Der erkennende Senat sieht auch keinen Anlaß, den Antragstellern nochmals Gelegenheit zu geben, innerhalb einer weiteren Frist die fehlende Urkunde über die Zustellung des Urteils vom 5.6.1975 an den Antragsgegner nachzureichen, nachdem die Antragsteller fünf Zwischenverfügungen des Landgerichts und die Zwischenverfügung des Senats vom 9.5.1988 fruchtlos haben verstreichen lassen und nicht einmal die erforderlichen Schritte dafür in die Wege geleitet haben, daß die bislang unterbliebene Urteilszustellung unverzüglich nachgeholt wird.
Den Antragstellern steht es frei, ihren Antrag vom 3.9.1987 bei dem zuständigen Landgericht zu wiederholen, sobald sie in der Lage sind, eine Urkunde vorzulegen, aus der sich ergibt, daß das niederländische Urteil dem Antragsgegner zugestellt worden ist. Die Wiederholung eines lediglich wegen fehlender Unterlagen als derzeit unzulässig zurückgewiesenen Antrags auf Zulassung der Zwangsvollstreckung ist aus Grund veränderter Umstände nach den Vorschriften des EuGVÜ jederzeit zulässig (OLG Stuttgart, Die Justiz 1980, 276 IPRspr. 1980 Nr. 163; Schlafen in Bülow/Böckstiegel, aaO, Art. 48 EuGVÜ Anm. 2 S. 606/290; Kropholler, aaO, Art. 33 EuGVÜ Rn. 9).

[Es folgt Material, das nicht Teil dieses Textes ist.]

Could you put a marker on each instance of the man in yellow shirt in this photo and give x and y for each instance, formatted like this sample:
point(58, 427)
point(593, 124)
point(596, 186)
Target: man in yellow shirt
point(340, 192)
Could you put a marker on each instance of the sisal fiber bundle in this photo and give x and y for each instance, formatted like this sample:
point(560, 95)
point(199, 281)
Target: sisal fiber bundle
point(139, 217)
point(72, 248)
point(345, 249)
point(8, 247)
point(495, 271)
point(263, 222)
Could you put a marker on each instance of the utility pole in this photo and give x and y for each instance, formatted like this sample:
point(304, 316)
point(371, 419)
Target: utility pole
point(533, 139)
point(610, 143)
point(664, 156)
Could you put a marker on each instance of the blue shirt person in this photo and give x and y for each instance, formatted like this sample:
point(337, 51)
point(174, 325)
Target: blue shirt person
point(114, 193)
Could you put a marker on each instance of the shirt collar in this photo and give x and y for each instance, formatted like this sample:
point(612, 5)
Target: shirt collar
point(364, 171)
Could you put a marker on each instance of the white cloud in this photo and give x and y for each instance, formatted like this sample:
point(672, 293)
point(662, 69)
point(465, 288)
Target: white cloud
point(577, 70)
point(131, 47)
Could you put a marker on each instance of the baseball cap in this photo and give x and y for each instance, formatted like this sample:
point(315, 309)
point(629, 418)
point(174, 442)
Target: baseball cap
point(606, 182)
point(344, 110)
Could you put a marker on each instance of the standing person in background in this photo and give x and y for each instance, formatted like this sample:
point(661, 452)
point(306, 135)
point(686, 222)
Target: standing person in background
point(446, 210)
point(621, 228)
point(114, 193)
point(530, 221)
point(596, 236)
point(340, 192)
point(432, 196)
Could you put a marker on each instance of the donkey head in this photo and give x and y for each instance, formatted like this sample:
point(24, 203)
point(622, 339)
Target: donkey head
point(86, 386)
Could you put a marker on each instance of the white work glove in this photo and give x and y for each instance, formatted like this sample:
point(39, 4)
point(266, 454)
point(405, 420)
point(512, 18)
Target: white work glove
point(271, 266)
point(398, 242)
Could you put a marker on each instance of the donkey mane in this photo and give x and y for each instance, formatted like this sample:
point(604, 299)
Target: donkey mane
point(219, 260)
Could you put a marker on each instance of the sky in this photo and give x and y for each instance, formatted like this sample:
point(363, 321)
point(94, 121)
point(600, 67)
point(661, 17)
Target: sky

Der Festsetzung des Wertes der Beschwerde der Antragsteller (vgl. § 1 7 AusfG zum EuGVÜ in Verbindung mit § 546. Abs. 2 ZPO bedarf es nicht, weil in Familiensachen, zu denen materiell auch das vorliegende Verfahren gehört (vgl. § 23 b Abs. 1 Satz 2 Nr. 5 und 6 GVG), die Revision grundsätzlich nur dann stattfindet, wenn das Oberlandesgericht sie in dem Urteil zugelassen hat. Die Vorschriften des § 546 Abs. 1 Satz 1 und Abs. 2 ZPO gelten hier also nicht (§ 621 d Abs. 1 ZPO).
Für eine Zulassung der Rechtsbeschwerde sieht der Senat keinen Anlaß, weil die Rechtssache keine grundsätzliche Bedeutung hat und ein Fall der Rechtsprechungsdivergenz nicht vorliegt (§ 17 AusfG zum EuGVÜ in Verbindung mit den §§ 546 Abs. 1 Sätze 2 und 3, 621 d Abs. 1 ZPO).